As a responsible young adult, you bought a life insurance policy to protect your family in case you died. But that was a couple of decades ago — and you’re still paying an annual premium. Now your situation has changed, and it may be time to re-examine some old decisions. For example, maybe your spouse passed away so you don’t need to provide for him or her, and the kids are doing very well on their own, but your cash needs are starting to become a concern. That life insurance policy is a financial asset that you can tap for cash — but you need to consider the consequences.
“Using that life insurance policy as a financial instrument can cover living expenses, nursing home care or other expenses,” said Amy Danise, editorial director of Insure.com, an insurance resource.
Three Ways to Access the Cash
There are three primary ways to draw cash from universal and whole life policies (but not term policies): you can take the cash value out of the policy and let the insurance lapse; you can take out a loan against the death benefit; or you can sell the policy as a life settlement. “The first question to ask yourself is do I need a death benefit?” said Michael Kitches, director of research at the Pinnacle Advisory Group. “If I die, does my family need that money? If you need that death benefit, don’t mess around with the policy.” If not, Kitches says it may be a reasonable option to use the policy to cover your immediate needs.
The most controversial option is a life settlement sale.
Cash-value whole life and universal policies give you the opportunity to take partial withdrawals of the money you’ve paid in over the years, keeping part of the death benefit intact. You can also take out all of the cash value that’s built up by surrendering the policy. But if you surrender it, you can’t get your policy back. It’s also important to note that a cash withdrawal can be taxable beyond your cost basis, while a loan is not. However, a loan will have to be paid off with interest by you or your heirs. “If you take a $50,000 loan, the insurance company will use your life benefit as collateral,” according to Kitches. “It gets paid back on the loan by reducing the death benefit paid to your heirs.”

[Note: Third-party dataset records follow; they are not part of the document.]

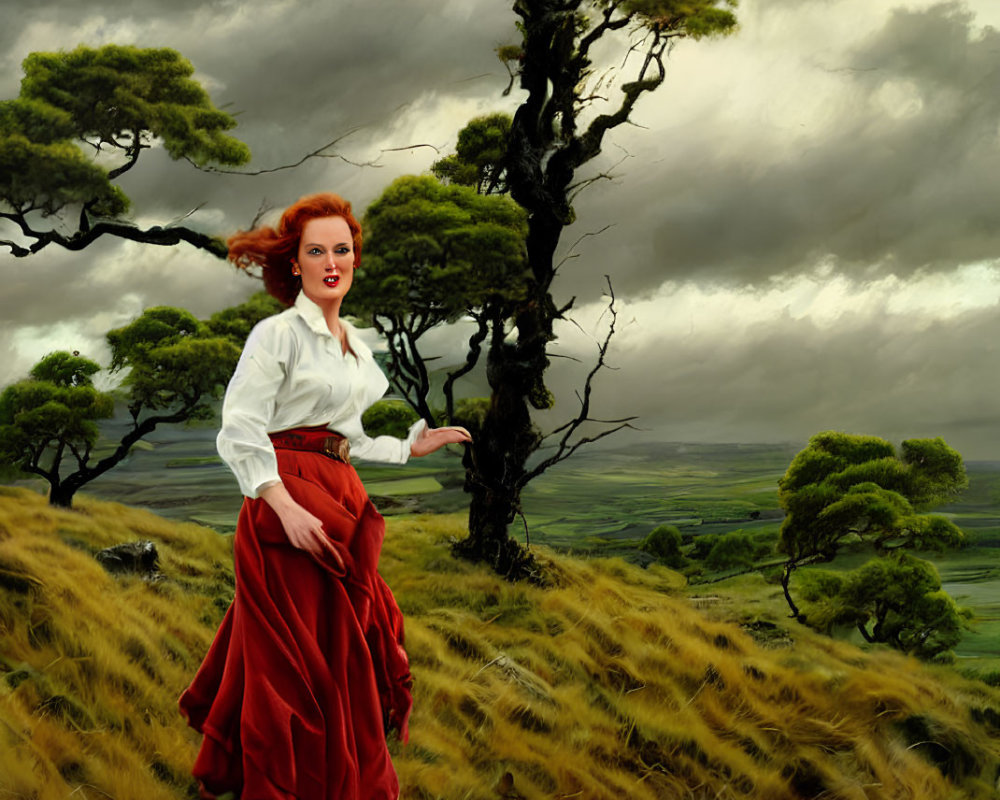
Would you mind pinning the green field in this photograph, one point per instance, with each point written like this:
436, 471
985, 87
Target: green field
601, 502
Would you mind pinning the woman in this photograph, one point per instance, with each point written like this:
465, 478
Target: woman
307, 673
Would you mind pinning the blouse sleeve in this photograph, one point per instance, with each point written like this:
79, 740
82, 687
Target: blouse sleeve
249, 405
387, 449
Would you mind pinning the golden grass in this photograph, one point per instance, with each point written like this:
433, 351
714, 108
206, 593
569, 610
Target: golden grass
609, 683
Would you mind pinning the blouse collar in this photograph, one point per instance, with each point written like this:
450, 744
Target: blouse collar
312, 315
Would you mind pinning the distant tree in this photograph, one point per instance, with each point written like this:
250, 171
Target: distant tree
108, 101
732, 550
478, 160
389, 417
664, 544
895, 600
844, 488
48, 423
703, 544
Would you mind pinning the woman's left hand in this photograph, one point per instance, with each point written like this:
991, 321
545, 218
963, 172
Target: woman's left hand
431, 439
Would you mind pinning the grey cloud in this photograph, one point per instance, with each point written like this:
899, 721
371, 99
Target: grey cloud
784, 380
870, 192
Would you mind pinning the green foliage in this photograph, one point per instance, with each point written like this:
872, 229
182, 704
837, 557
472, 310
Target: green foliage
172, 362
694, 18
470, 413
664, 543
479, 154
389, 418
844, 486
732, 550
114, 92
114, 99
65, 369
55, 409
703, 545
895, 600
434, 253
236, 322
172, 367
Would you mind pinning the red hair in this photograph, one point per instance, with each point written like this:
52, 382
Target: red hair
274, 248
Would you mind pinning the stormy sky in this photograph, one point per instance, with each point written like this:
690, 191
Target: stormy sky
802, 226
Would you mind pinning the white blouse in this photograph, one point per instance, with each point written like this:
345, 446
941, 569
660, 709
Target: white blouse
294, 373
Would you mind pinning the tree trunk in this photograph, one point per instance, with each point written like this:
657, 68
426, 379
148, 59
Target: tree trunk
61, 495
786, 577
495, 463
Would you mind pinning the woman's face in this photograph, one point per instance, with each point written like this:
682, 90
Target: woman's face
326, 259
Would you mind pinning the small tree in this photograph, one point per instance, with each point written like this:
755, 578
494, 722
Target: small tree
732, 550
844, 488
434, 254
49, 421
664, 544
895, 600
112, 100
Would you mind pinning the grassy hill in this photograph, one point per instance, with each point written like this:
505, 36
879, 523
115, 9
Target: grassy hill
609, 683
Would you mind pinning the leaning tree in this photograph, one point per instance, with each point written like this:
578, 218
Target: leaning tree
175, 367
82, 120
557, 130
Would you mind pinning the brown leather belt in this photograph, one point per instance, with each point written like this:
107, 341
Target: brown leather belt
314, 440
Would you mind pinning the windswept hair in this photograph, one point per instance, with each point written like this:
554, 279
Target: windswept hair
273, 249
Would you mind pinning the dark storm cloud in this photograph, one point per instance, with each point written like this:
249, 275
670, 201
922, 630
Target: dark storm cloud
897, 376
905, 192
296, 75
896, 176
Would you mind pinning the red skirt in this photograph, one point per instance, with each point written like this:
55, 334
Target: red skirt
307, 672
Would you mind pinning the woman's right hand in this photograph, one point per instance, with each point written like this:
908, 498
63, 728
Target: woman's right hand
303, 529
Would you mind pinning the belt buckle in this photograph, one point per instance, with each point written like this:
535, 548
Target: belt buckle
337, 447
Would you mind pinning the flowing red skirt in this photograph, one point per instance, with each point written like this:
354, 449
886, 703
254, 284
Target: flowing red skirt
307, 672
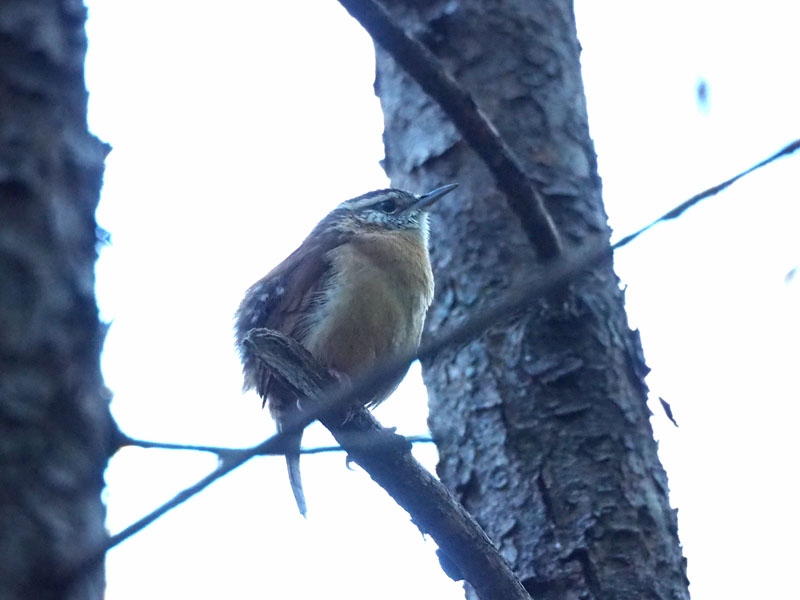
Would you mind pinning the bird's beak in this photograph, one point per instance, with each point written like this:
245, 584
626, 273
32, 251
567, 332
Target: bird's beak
425, 201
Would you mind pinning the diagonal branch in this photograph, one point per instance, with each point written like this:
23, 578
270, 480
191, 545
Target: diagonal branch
223, 452
556, 275
387, 458
482, 136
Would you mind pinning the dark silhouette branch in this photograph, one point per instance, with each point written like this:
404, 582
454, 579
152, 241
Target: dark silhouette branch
552, 278
481, 135
387, 458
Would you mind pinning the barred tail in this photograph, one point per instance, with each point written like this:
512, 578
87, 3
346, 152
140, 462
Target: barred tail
293, 466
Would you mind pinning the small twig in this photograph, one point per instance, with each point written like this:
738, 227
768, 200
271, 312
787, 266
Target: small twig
481, 135
712, 191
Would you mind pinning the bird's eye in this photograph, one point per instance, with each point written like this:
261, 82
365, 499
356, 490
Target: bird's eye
388, 206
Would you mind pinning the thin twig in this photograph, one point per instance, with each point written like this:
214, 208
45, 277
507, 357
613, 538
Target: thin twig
712, 191
481, 135
223, 451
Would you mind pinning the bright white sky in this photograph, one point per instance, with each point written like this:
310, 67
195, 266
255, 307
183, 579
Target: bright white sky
236, 128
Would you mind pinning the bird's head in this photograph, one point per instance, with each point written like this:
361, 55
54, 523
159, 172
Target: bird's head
389, 209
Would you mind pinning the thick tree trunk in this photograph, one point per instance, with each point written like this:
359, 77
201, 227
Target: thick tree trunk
541, 424
54, 419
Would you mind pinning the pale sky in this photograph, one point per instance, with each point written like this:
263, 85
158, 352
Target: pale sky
236, 129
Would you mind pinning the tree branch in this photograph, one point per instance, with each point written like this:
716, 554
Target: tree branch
387, 458
223, 451
481, 135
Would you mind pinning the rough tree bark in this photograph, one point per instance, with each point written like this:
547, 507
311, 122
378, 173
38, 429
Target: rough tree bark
54, 420
541, 424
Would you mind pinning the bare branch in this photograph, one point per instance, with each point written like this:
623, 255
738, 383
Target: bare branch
482, 136
223, 452
712, 191
554, 276
387, 458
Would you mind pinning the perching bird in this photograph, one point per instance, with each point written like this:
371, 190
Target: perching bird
354, 293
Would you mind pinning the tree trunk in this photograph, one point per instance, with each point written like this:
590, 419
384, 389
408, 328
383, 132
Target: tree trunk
542, 424
54, 420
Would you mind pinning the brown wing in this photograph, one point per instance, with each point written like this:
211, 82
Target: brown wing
281, 299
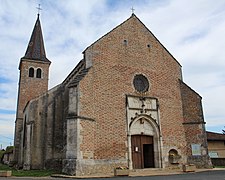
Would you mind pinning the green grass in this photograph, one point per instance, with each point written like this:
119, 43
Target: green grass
33, 173
219, 166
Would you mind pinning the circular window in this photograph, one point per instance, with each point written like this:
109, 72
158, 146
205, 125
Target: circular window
141, 83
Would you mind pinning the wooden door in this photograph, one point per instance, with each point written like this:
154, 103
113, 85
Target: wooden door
142, 151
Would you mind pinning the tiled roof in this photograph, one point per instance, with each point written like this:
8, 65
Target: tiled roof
36, 49
79, 77
212, 136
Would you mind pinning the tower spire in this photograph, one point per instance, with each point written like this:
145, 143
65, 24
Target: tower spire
35, 49
39, 9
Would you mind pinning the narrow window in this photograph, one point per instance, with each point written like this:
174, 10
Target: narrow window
31, 72
38, 75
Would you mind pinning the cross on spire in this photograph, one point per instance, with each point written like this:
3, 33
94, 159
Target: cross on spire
39, 9
132, 10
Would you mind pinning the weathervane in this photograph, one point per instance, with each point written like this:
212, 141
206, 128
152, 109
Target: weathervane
39, 9
132, 9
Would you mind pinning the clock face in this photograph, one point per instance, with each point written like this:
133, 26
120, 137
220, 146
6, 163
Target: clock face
141, 83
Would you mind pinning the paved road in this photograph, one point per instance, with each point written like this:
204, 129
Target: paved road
207, 175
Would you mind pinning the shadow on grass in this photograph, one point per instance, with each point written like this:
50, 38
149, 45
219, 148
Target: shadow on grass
33, 173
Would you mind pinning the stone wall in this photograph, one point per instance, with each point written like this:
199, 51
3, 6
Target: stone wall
29, 88
44, 145
116, 58
194, 127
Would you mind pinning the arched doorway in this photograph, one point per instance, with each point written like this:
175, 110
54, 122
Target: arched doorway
144, 143
142, 151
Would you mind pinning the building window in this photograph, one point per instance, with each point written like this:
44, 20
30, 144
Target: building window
31, 72
140, 83
38, 75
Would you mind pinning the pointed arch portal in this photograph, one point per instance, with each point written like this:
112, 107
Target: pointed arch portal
144, 142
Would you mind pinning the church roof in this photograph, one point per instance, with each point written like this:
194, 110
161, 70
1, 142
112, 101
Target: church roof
133, 16
212, 136
36, 49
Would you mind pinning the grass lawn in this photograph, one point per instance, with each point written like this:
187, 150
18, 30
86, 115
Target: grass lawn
33, 173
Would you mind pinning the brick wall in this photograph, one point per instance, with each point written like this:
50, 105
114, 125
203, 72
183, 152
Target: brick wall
194, 126
115, 62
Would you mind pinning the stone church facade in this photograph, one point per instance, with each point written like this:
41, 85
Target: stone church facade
124, 104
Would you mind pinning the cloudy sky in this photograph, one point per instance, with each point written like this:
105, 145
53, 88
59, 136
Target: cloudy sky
192, 30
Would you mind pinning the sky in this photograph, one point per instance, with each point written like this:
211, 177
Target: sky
191, 30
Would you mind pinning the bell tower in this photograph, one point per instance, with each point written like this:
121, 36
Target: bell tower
33, 80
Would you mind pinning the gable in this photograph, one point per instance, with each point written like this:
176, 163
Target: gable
133, 38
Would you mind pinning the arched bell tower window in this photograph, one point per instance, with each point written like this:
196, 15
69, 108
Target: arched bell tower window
31, 72
38, 73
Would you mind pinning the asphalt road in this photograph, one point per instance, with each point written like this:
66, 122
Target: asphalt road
207, 175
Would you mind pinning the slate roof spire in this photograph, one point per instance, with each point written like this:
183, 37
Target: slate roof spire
36, 49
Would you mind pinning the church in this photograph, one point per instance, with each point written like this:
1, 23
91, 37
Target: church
124, 104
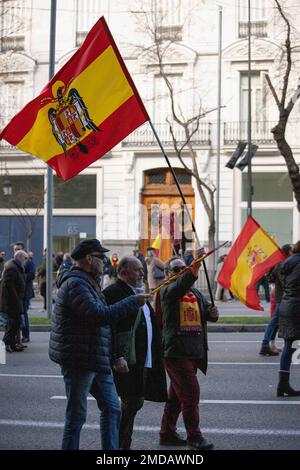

The most controversial option is a life settlement sale. This allows you to sell your policy, usually to an institutional buyer. It can provide you with more cash, but for some people there’s a “yuck” factor. Basically, you are selling the death benefit in your policy to strangers who are rooting for you to die sooner rather than later. They pay the annual premiums as long as you’re alive, and they collect when you die. Danise says this is the “polar opposite” of buying a life insurance policy. When you buy a policy, the insurance company benefits if you live a long life. Here, the buyer of your policy profits from your early death. “How do you feel about investors profiting from your earlier demise?” asks Danise. “I don’t like it personally, but we can throw those ethical questions out the window if you need money later in life.”
Life Settlement Brokers
Kitches notes that sellers are likely to get substantially more money from a life settlement than they would by simply surrendering their policy. You generally need to be at least 62 years old, and the worse your health, the more money you’re likely to get. If you are interested, Kitches suggests searching online for life settlement brokers who will bid out your policy to institutional buyers. He says they will give you a quote, or reject you for being too healthy.
In general, insurance experts say your first choice should be to keep the life policy for your family, but if you face a cash crunch to pay your bills, tapping your policy might prove to be a life saver.